First and foremost, and the most serious hurdle, in his eyes at least, to his ousting her from the race to gain the chambers vacancy was the fact her grandfather on her mother’s side was one of the country’s most prominent Law Lords and her father was a senior High Court judge; moreover, she was not merely Madeleine Browne, but Madeleine Francomb-Browne, although apparently during her time at university she had decided to drop the first half of her double-barrelled surname.
She lived, very appropriately, in a small house in Chelsea down by the river, which belonged to her father and which she shared with a friend—a ‘girl’ friend, her circle of friends predictably in the main ‘girls’ she had been at school with. She was, in short, a typical product of an upper-middle-class background, the type of girl who thirty or even twenty-five years ago would never even have dreamt of having any kind of career other than the pursuit of a suitable husband and Max heartily wished that she had chosen that option now.

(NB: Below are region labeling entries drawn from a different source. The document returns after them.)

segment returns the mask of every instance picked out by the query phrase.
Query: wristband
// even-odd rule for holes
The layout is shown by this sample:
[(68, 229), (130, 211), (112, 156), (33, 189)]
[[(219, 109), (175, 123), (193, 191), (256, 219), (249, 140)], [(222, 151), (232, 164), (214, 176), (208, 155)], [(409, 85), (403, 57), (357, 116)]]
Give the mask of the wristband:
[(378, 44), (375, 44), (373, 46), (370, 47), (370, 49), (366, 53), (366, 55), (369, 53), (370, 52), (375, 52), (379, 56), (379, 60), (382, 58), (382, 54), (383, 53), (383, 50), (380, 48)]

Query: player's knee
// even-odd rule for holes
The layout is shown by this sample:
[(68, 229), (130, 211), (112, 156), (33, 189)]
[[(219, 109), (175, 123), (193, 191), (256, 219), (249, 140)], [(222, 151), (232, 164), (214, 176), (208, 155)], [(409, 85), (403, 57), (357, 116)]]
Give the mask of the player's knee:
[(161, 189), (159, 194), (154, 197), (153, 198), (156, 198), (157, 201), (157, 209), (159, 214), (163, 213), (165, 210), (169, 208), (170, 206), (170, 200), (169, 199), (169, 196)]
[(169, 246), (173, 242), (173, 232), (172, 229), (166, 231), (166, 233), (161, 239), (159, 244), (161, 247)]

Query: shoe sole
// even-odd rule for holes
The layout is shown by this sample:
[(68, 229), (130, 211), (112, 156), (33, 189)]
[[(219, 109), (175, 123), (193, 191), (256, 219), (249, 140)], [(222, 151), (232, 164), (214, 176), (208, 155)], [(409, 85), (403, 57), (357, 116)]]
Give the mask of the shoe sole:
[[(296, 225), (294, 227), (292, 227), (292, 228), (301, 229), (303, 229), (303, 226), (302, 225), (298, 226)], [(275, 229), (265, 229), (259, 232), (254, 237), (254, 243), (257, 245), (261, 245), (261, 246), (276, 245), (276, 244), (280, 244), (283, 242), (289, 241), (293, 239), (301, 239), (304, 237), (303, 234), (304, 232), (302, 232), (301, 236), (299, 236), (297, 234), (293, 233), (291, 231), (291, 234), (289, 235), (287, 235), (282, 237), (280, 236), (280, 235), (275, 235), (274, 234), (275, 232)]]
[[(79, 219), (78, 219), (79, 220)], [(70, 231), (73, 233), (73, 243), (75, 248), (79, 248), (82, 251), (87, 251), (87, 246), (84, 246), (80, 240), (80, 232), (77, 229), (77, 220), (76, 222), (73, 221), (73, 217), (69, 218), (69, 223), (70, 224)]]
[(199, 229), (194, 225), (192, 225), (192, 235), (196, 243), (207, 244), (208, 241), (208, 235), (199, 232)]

However, in the midst of all the unhelpful and predictable information he had gathered about her from various sources, there was one fact that glittered as brilliantly as a cut and polished diamond. And that was quite simply, God alone knew for what reason, that she had, during one summer’s vacation while she was studying, taken a part-time job, no doubt as some kind of general dogsbody, at the chambers headed by Luke Crighton in Chester. Max had no idea why on earth she had chosen to work there when, thanks to her family’s influence, she could have worked anywhere—if indeed she had needed to work, which seemed highly unlikely—but what he did know was that it was a golden nugget of good fortune, which he fully intended to turn into the maximum advantage for himself.